Like his brother John had done, Joseph joined the faculty of the University of California, leaving for the West Coast in 1869. Although he often expressed a desire to return to the South, he easily adapted to his new state, where he became famous for his success as a professor of geology and physiology. Author of approximately 200 publications, including nine books, Joseph LeConte has earned special recognition for his elements of geology (1877), Sight: an exposition of the principles of monocular and binocular vision (1881), and Evolution and its relationship to religious thought (1888). Revised four times, the geology textbook remained in use well into the 1920s. A detailed study of the physiology of human vision, View was the first work of its kind in America. Evolution had notable success as an effort to reconcile the theory of evolution with Christian beliefs.

Elected to the National Academy of Sciences in 1875, Joseph LeConte served as president of the American Association for the Advancement of Science (1891) and the Geological Society of America (1896). A dedicated camper and mountain lover, he was a founding member of the Sierra Club. His Journal of Ramblings through the High Sierra from California was published in 1875 and reprinted in 1930 and 1960. His Autobiography was published in 1903, and its ‘Ware Shermanan account of his escape from Union troops near the end of the Civil War, was published in 1937 and reprinted in 1999. LeConte died in 1901 while camping in Yosemite National Park.

Joseph LeConte was the father of five children: Emma Florence, Sarah Elizabeth, Josephine Eloise (died in infancy), Caroline Eaton and Joseph Nisbet. Emma LeConte’s diary of the events surrounding Union General William T. Sherman’s attack on Columbia, South Carolina, in February 1865 was published as When the world ended in 1957 and reissued in 1987. Her husband, Farish Furman, became a farmer near Milledgeville and developed a highly effective fertilizer for growing cotton.
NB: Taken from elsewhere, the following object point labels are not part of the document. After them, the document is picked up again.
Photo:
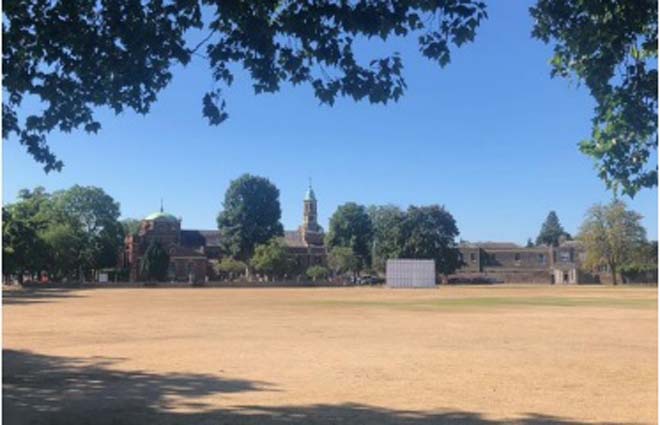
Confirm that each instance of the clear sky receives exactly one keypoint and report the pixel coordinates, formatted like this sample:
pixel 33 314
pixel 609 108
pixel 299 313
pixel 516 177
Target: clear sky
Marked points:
pixel 492 137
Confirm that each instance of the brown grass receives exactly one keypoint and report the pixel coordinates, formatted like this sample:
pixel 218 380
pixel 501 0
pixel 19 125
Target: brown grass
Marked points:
pixel 456 355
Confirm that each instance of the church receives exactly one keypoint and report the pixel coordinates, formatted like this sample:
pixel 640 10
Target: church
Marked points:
pixel 193 253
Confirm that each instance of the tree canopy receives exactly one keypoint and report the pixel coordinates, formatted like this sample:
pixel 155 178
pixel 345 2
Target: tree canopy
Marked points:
pixel 611 47
pixel 69 232
pixel 386 221
pixel 251 215
pixel 350 226
pixel 272 259
pixel 551 231
pixel 155 262
pixel 342 260
pixel 74 57
pixel 612 236
pixel 23 247
pixel 430 232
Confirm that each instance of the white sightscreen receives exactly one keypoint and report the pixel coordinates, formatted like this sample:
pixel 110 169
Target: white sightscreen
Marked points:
pixel 410 273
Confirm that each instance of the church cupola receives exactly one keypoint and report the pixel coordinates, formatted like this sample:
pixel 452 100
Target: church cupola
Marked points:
pixel 311 232
pixel 309 210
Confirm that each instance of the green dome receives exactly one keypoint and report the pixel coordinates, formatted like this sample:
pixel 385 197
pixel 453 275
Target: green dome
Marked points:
pixel 161 216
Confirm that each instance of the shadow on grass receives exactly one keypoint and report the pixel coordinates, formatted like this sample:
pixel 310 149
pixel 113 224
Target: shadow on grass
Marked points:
pixel 20 295
pixel 49 390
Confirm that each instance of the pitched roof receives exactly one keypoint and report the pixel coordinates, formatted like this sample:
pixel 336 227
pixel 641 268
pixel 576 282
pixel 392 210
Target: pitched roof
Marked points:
pixel 293 238
pixel 197 238
pixel 183 251
pixel 491 245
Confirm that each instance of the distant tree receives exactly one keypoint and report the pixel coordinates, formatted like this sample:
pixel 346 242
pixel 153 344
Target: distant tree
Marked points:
pixel 23 248
pixel 272 259
pixel 551 231
pixel 155 262
pixel 430 232
pixel 342 260
pixel 388 239
pixel 611 235
pixel 64 244
pixel 95 216
pixel 72 58
pixel 644 261
pixel 251 215
pixel 612 47
pixel 130 226
pixel 317 273
pixel 350 226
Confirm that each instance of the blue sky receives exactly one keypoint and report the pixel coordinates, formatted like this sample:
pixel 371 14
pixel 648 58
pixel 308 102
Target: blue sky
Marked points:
pixel 492 137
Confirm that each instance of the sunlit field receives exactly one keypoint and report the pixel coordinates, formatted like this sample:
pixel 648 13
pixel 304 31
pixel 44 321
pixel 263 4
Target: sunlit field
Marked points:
pixel 452 355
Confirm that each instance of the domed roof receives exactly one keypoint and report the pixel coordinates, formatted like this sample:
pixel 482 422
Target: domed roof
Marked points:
pixel 161 216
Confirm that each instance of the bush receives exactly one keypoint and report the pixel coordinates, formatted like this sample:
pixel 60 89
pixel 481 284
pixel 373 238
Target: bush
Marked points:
pixel 317 273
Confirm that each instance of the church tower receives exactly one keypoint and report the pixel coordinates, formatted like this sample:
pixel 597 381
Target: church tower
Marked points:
pixel 311 232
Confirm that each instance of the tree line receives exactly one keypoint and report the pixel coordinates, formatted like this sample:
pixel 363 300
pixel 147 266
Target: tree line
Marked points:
pixel 69 234
pixel 74 233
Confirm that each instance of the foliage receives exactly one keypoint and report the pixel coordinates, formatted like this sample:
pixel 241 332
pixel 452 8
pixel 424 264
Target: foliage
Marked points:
pixel 611 236
pixel 612 47
pixel 386 221
pixel 317 273
pixel 230 266
pixel 251 215
pixel 73 57
pixel 94 215
pixel 69 232
pixel 551 231
pixel 342 260
pixel 63 243
pixel 155 262
pixel 350 226
pixel 23 248
pixel 644 260
pixel 272 259
pixel 430 232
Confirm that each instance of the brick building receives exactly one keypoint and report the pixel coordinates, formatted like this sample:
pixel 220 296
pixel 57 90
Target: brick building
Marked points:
pixel 306 243
pixel 187 262
pixel 509 262
pixel 193 252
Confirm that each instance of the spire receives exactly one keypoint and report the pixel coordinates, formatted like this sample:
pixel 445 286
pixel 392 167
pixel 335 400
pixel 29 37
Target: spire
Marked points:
pixel 310 196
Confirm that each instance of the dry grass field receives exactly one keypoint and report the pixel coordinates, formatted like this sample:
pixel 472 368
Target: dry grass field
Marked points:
pixel 453 355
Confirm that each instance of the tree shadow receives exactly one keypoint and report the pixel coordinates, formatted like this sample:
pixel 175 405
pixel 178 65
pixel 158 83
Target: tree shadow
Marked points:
pixel 48 390
pixel 22 296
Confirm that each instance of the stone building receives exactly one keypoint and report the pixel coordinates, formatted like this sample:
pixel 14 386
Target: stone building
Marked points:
pixel 187 262
pixel 509 262
pixel 194 252
pixel 306 243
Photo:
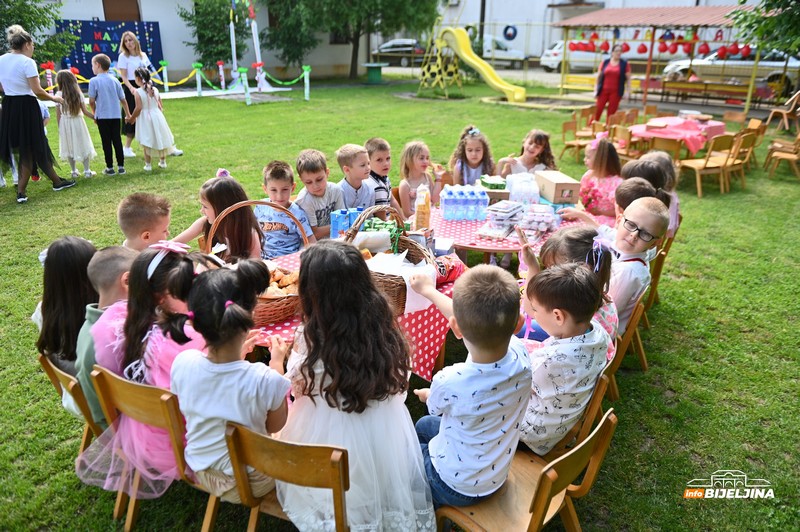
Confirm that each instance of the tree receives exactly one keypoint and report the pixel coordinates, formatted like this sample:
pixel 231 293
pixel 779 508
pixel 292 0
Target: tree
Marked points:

Joseph Nisbet spent his career as a professor of engineering at the University of California and served for many years as an officer with the Sierra Club.

The LeConte name has been commemorated in many ways. A pear, turtle, sparrow, mockingbird, and other species are named after John Eatton LeConte or his son John Lawrence LeConte. Each of the three universities where John and Joseph LeConte taught named a building in honor of the brothers, and several landmarks are associated with their names: Mt. LeConte in the Smoky Mountains honors John LeConte, while three places in the Sierra Mountains, a glacier and a ferry in Alaska, and various other things are named after Joseph LeConte and testify to the esteem in which he is held.